本日は『ヴァッチャ火経』↑の記述を元に量子論的遍在について述べる。

↓まず、wikiからの引用(太字は私)。

釈迦は五蘊(色受想行識)においてそうした事柄に囚われないことが解脱において重要であることを、「火の喩え」と共に説く。火が薪に依存して点いたり消えたりするように、そうした事柄も五蘊(色受想行識)に依存して現れているのであり、その根を押さえることが重要である。

つまりこれは「五蘊=物理的感受作用に囚われてはいけない」ということを述べた経典ということ。

以下はヴァッチャ火経に関する私の連ツイ↓。

「色として捉えると、如来は生まれている。

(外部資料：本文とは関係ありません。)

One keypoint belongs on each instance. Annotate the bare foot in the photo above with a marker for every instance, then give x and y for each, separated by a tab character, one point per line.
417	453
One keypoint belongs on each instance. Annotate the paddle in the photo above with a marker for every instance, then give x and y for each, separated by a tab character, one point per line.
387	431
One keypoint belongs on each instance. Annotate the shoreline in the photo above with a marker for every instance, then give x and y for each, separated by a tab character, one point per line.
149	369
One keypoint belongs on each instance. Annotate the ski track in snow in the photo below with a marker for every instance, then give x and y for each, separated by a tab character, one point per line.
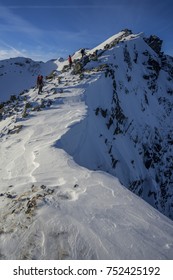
52	208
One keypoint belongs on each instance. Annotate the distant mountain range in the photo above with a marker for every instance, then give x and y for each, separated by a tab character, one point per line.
70	155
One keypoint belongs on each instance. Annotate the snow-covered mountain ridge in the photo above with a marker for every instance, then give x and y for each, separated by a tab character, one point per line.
108	115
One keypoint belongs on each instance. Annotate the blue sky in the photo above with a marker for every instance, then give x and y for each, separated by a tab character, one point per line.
46	29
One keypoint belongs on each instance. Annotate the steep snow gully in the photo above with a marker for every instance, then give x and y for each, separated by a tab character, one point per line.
63	150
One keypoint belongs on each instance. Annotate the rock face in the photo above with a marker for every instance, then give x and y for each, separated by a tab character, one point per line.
133	114
139	119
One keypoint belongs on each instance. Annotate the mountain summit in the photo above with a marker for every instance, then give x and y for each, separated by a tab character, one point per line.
74	157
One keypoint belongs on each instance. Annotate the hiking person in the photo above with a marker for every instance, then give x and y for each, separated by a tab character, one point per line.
70	61
40	83
82	52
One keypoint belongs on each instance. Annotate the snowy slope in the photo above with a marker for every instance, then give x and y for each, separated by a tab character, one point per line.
55	203
19	74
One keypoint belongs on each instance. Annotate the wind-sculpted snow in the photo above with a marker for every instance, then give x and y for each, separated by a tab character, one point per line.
57	200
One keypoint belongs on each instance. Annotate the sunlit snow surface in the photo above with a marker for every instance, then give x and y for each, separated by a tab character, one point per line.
53	208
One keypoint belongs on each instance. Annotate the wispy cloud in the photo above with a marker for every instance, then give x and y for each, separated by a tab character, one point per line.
12	22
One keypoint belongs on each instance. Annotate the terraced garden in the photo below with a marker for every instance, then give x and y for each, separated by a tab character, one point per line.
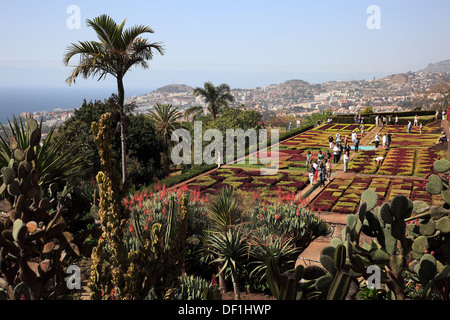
401	172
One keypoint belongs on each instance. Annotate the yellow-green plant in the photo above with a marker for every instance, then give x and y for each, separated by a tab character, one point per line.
108	275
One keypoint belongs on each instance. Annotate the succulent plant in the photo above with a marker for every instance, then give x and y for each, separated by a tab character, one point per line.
33	239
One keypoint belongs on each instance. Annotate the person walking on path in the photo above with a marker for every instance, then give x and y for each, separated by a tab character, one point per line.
219	159
311	172
328	156
321	173
316	167
356	145
354	135
338	138
336	151
346	158
328	169
320	157
377	140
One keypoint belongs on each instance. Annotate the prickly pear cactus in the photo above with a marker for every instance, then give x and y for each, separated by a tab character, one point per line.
34	243
110	260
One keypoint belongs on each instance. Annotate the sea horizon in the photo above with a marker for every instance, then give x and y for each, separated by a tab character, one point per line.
15	100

色として捕らえないと、如来は生まれてない。如来は、普遍に広がって、世界に遍在している。」

↑ここでいう「色」とは「物質」とのことで、「物質として考えるならば肉体として生まれているといえるが、量子力学的に考えると生まれているとは言えず、普遍に広がって世界に遍在しているという量子の非局所性について述べられている。

「小さな器で、大海の水を、救い上げた時、大海の水は、果たして、どこにあるだろうか。」
「ゴータマよ、水は、小さな器に閉じています。」
「小さな器を、こなごなに、打ち砕いた時、大海の水は、果たして、どこにあるだろうか。」
「ゴータマよ、水は、大きな海に開いています。」

↑この「小さな器」とは「物質としての肉体」のことで、「大海の水」は量子状態での「存在」を意味している。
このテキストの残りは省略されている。